Nedir işitmek, duymak ve dinlemek arasındaki fark? Ve "duymak" la algılanabilen seslerden oluşan müzikten sözederken tüm dillerde bu fiil "duymak" değil de "dinlemek" fiiliyle birleştirilmiştir? Müziği duymak yerine neden müzik dinleriz?

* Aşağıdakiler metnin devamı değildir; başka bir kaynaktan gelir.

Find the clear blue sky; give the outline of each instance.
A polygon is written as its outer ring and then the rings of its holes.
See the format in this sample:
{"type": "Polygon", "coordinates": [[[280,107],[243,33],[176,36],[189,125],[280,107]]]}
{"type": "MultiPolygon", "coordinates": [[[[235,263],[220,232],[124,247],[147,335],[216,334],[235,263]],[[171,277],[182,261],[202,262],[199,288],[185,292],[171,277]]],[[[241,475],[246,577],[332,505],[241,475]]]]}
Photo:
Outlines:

Tıpkı tüm iletişim şekillerinde yaşamış olduğumuz gibi her duyduğumuzu dinlemediğimiz açıktır. Bu da bizi yine seçimlere getiriyor. Çünkü duymak otomatik olarak sağlıklı bir kulağın yaptığı ve bizim istemimiz dışı bir görevken, dinlemek kendi seçtiğimiz kişi ya da sesleri hissetmeyi, içselleştirmeyi, duyguya dönüştürerek tepki vermemizi sağlayarak iletişim kurabilmemize yarayan bir seçim aslında. Gerçekten dinlemeyi seçtiğimizde, iletişimimizde gerçek farklar yarattığımızı gözlemlemişizdir ki iletişimin temel kuralıdır dınlemek. Peki müzik iletişim yaratır mı insanlar arasında ve nasıl tedavi eder? Bence en önemli özelliği ruhsal olarak insanları olumsuz duygulardan arındırıp, sakinleştirmesi, güzel duyguların açığa çıkmasına izin vererek iletişime kişileri hazırlamasıdır.

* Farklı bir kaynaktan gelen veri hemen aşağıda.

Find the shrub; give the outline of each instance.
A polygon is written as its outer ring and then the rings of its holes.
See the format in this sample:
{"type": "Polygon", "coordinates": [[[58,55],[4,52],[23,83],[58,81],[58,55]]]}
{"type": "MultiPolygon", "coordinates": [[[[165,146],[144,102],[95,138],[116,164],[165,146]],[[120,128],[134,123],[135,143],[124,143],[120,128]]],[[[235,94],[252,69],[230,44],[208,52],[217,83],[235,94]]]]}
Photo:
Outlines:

Fiziksel ya da ruhsal rahatsızlıklarımıza dışarıdan yapılan tüm tıbbi müdahalelere rağmen müzik bize dokunduğunda kaydedilen iyileşmeler sadece açıklanamayan mucizeler olmaktan çıkıp, Müzikoterapi adında bir bilim dalı olarak kabul görmüştür artık. Bazı bireylerin fiziksel, psikolojik, sosyal ve zihinsel ihtiyaçlarını karşılamada müziği ve müzik aktivitelerini kullanan uzmanlık dalı olarak tanımı yapılan Müzikoterapi, Türkiye 'de yaygın olmasa da, Farabi ve İbn-i Sina gibi bilim insanları müzikoterapiyi alternatif değil geleneksel tedavi yöntemi olarak kullanırken, elle tutulur ilk dökümanların 1454 yılının Osmanlı İmparatorluğu Beyazıd Külliyesi'nde, mental hastalıkların tedavisinde Türk Müziği makamlarının kullanıldığına dair olması, belki de modern tıbbın hala çok geriden geldiğinin bir işareti ya da müziğin mucizelerinin ve gizeminin hala yeterince çözülememiş olmasıdır.

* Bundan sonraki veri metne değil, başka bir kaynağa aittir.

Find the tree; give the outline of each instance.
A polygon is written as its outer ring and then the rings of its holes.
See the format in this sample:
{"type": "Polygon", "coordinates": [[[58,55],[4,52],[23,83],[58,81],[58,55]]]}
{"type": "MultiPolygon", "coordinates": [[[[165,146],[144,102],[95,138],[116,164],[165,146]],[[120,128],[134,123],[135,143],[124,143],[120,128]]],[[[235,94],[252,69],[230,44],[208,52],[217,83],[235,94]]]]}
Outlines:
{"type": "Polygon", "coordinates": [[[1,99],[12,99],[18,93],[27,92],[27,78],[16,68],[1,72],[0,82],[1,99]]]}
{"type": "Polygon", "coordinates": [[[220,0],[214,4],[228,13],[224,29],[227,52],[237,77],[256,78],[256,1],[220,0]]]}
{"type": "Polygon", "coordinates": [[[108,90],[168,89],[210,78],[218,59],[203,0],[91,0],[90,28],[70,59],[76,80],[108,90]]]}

Bu doğrultuda artık resmen müziğe tedavi edici bir bilim dalı sıfatı kazandıran özelliklerinin, duyma yetisi sıfırlanmış bir besteciyi neden iyileştiremediğini çok sordum kendime. Ancak düşününce ve Beethoven'ın yaşam öyküsüne baktığımızda, işitmemek konusundaki tüm sosyal yaralarına, bunun onun müzisyen kimliğine o devirde verdiği tüm zararlara, 20 yıldan uzun süre çektiği ruhsal ve fiziksel tüm o acılara rağmen yaşama tutunmasını sağlayarak ona sonsuz güven veren bir dayanak olduğunu ve yaratıcı yönünü hiç etkilemediğini görüyoruz. Belki de bir müzisyen bizim için sadece duyma kabiliyeti öncelikli biri olmak gerekir kuralından yola çıktığımız taktırde, müziğin ondaki diğer bilemediğimiz tüm rahatsızlıklarına iyi gelerek yaşamında varolmaya devam ettiğini göremiyor olabilir miyiz?
"Müzik, ruhsal ve bedensel yaşam arasındaki arabulucudur." diyen bestecinin iç dünyasının zenginliğine her yazdığı eserde bu denli şahit olmak bizim için ne büyük bir ayrıcalık...Duyma yetisini tamamen kaybetmiş bir insanın, yaşadıklarının izinden gidip, hislerinin rehberliğiyle içinde duyduklarını bize aktarmasındaki mükemmellik, bize duymak ve dinlemek arasındaki farkı kanıtlıyor bence. Müzik dinlemek, bir aşamada o müzik eşliğinde kendi içimizi dinlemeye dönüşüyor bir şekilde ve bu da sanırım dönüşümü ve iyileşmeyi başlatıyor o noktada.
Müziğin bendeki iyileştirici etkisini, onu yaratanlarla bağ kurdurabilme gücünde bulmuşumdur hep. Benim için değiştirilemez bir gerçektir bir kalbin bir diğerindeki acıyı hafifletebilmesi ya da bir kalbin bir diğerine mutluluk, neşe ve sevinç aktarabilmesi. Dinlerken gözlerimi kapattığımda, o müziği yaratan kalpten çıkanlar benimle buluştuğunda yalnız olmadığımı anlarım sanki. Ve o kalp, içimdeki müziği dinlemeye cesaret edebildiğim zamanlarda kendi kalbim olur birden. O zaman anlarım ki aslında ne kadar aynıyız ve aslında ne kadar aynı isyanlarımız, üzüntülerimiz, sevinçlerimiz. Kendi "seçtiğimiz" müzikler, aslında tam olarak "biz" olduğundan iyileştirici mucizeler yarattığı için mi "Müzik ruhun gıdasıdır"
acaba?
Sadece bu denli basit bir gerçek olabilir mi mucizeler?